I excused myself, having heard the dénouement of the story and laughed over it, and then mounted the grand staircase to the room in which my own Chief was standing with his hands behind his back, gazing thoughtfully out of the window. As I entered and closed the door, he turned to me saying:

“The political wind has changed to-day, Ingram, and although the mystery regarding Ceuta remains the same, the outlook is decidedly brighter. I had a chat with de Wolkenstein and Olsoufieff over at the Quai d’Orsay an hour ago, and the result makes it plain that the tension is fast disappearing.”

“Olsoufieff leaves for Brittany to-morrow,” I said.

“He told me so,” answered the Ambassador. “Yet with regard to Ceuta I have learned a very important fact, which I must send by despatch to the Marquess. Anderson, however, left for Rome to-day, and we have no messenger. You, therefore, must carry it to London by the night service this evening. If you object, Vivian can be sent.”

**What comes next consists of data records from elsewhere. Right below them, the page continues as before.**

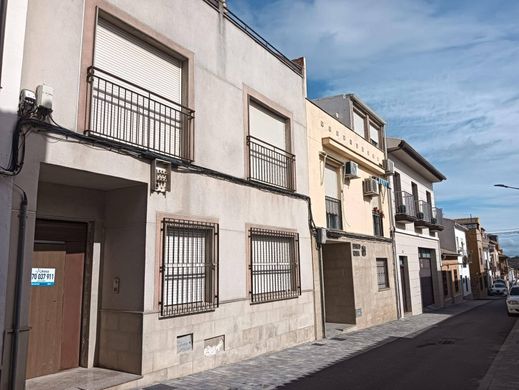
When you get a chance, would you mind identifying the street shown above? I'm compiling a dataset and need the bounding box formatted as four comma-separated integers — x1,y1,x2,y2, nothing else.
282,300,519,390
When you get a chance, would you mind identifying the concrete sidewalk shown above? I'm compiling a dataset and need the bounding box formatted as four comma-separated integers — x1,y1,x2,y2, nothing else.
145,300,497,390
478,321,519,390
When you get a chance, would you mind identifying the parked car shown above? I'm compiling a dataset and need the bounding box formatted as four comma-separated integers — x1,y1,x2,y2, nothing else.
506,286,519,316
490,282,507,295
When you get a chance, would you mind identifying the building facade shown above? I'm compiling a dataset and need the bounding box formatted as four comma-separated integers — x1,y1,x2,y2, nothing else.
0,0,316,388
455,217,489,298
307,95,397,335
439,218,471,303
387,138,446,315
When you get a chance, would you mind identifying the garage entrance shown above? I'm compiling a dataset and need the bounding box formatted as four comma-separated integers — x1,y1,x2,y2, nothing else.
26,219,87,378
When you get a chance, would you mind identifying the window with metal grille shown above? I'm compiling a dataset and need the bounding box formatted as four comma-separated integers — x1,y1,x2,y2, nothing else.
373,212,384,237
377,259,389,290
160,218,218,317
249,228,301,303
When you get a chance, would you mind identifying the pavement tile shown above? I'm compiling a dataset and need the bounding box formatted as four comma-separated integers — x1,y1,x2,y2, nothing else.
145,300,492,390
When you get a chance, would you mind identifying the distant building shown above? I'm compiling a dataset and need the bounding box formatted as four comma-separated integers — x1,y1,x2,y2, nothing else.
387,138,446,314
306,95,397,334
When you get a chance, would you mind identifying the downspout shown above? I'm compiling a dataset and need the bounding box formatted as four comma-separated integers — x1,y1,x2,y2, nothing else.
9,186,27,390
384,138,404,319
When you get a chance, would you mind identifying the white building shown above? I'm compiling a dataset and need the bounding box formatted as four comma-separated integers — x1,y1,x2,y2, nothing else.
0,0,315,389
387,138,446,314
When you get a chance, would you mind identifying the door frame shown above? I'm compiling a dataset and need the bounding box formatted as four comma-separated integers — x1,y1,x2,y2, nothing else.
33,216,95,374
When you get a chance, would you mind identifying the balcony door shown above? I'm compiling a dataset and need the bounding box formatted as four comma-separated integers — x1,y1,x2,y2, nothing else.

“I’ll go with pleasure,” I responded, glad of an opportunity of spending a day, and perhaps even a couple of days, in town. We who are condemned to exile abroad love our dear old London.

“Then if you will get out the cipher-book I’ll write the despatch.”

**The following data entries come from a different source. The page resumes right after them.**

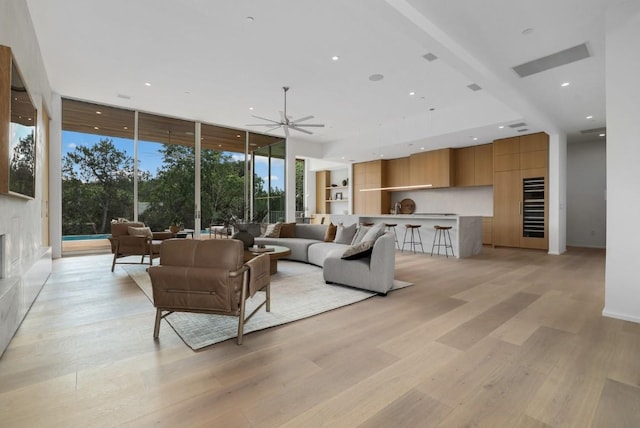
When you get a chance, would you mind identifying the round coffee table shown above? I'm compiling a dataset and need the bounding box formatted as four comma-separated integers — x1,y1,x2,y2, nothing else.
244,245,291,275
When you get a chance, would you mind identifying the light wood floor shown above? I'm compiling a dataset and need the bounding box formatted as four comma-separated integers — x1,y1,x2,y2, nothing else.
0,247,640,428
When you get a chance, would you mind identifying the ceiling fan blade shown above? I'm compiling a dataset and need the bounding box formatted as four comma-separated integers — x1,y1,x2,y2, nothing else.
291,116,313,124
253,116,280,125
287,125,313,137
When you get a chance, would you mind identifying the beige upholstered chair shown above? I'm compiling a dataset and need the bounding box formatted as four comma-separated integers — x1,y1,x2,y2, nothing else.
148,239,271,345
109,222,173,272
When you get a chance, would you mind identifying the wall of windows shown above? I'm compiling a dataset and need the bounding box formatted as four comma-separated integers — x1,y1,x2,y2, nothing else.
62,99,286,242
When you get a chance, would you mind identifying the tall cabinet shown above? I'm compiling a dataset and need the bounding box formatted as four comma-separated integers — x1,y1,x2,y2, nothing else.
493,132,549,249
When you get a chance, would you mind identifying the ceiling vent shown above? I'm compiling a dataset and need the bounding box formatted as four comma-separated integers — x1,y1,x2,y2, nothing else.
580,126,607,134
422,52,438,62
513,43,591,77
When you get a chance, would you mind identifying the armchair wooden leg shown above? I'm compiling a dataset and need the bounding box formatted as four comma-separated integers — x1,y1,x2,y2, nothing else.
153,308,162,339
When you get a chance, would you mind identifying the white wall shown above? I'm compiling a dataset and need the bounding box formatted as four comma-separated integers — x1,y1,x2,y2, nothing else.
603,1,640,322
0,0,51,270
567,138,607,248
389,186,493,217
0,0,51,355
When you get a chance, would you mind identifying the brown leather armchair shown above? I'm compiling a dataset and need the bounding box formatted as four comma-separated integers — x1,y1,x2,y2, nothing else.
148,239,271,345
109,222,173,272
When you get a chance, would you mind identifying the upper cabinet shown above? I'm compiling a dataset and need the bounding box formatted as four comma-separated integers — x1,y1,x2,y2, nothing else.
453,144,493,187
409,149,454,188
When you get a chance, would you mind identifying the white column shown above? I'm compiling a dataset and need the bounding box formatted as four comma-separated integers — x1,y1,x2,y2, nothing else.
603,1,640,322
547,134,567,255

I unlocked the safe, handed him the book, and then stood by, watching as he reduced the draft despatch which he had already written to the puzzling array of letters and numerals. The operation of transcribing into cipher always occupies considerable time, for perfect accuracy is necessary, otherwise disastrous complications might ensue.

At last, however, His Excellency concluded, appended his signature, and took from a drawer in his big writing-table a large envelope bearing a formidable red cross. Despatches placed in those envelopes are for the eye of the principal Secretary of State for Foreign Affairs alone, and are always carried by the Royal messengers in the chamois-leather belt worn next their skin. They are essentially private communications, which British ambassadors are enabled to make with the great statesman who, untiring by night and by day, controls England’s destinies. The messengers carry the ordinary despatches to and fro across Europe in their despatch-boxes, but what is known in the Foreign Office as a “crossed despatch” must be carried on the person of the messenger, and must be delivered into the actual hand of the person to whom it is addressed.